3
votes

I'm working with NSXMLParser and parsing a number of .xml file in the same class by calling the below method.

[[NSURLCache sharedURLCache] setMemoryCapacity:0];
[[NSURLCache sharedURLCache] setDiskCapacity:0];

NSString *xmlPath = [[NSBundle mainBundle] pathForResource:@"Accessory" ofType:@"xml"];
NSData *xmlData = [NSData dataWithContentsOfFile:xmlPath];

xmlParser = [[NSXMLParser alloc] initWithData:xmlData];
xmlParser.delegate=self;
[xmlParser parse];

also i have deallocated the parser delegate in dealloc method and also released its memory by calling :-

[xmlParser setDelegate:nil];
[xmlParser release];

- (void)dealloc
{
    [xmlParser dealloc];
    [super dealloc];
}

The application is still crashing after parsing two or three xml files in a row. What i'm missing here. Any suggestions would be appreciated. Thanks in advance.

3
What does say Instruments & Leaks?Larme
What reason is given when your application crashes?Tommy
Thank you for your reply!! I have tried with instruments and it shows the alert for allocating the dictionaries that are filling out of xml file for further use in my app. I have also used autorelease for their memory deallocation. But still getting the same issue.Jasveer

3 Answers

2
votes

You cannot be using ARC as calling [super dealloc] would cause a compiler error, so I believe the issue is because you don't use a setter when storing xmlParser. If that code is called multiple times then previously-held references to the NSXMLParser objects would be leaked as you simply abandon them.

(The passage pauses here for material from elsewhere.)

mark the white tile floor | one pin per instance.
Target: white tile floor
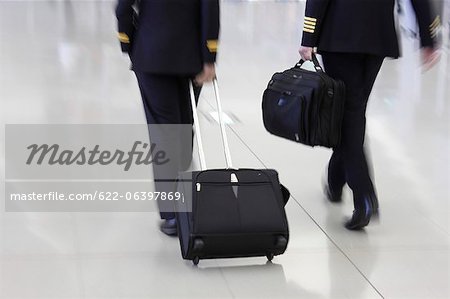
(60, 63)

The best solution is to ensure xmlParser is a property (a private one declared in the implementation file) and that you call its setter with:

self.xmlParser = [[[NSXMLParser alloc] initWithData:xmlData] autorelease];

and this in dealloc:

self.xmlParser = nil;

removing:

[xmlParser dealloc];

The auto-generated setter will ensure previous references are safely released, stopping the leaks.

1
votes

You your project is ARC enabled then no need to call [xmlParser dealloc] explicitly. Just call:

[xmlParser setDelegate:nil];
xmlParser = nil;

Remove this line from dealloc.

[xmlParser dealloc];
0
votes

You're loading the whole file into RAM at once with +[NSData dataWithContentsOfFile:]. In addition to that the NSData instance you're getting is autoreleased. I.e. it might hang around after you're done.

So you better use initWithContentsOfFile: instead. To further save on memory, you can map the file by passing the option NSDataReadingMappedAlways or NSDataReadingMappedIfSafe.

Alternatively try using a stream for the file contents. So create your parser with -[NSXMLParser initWithStream:].

We don't know what objects you're creating in the delegate. They might be eating up all the memory.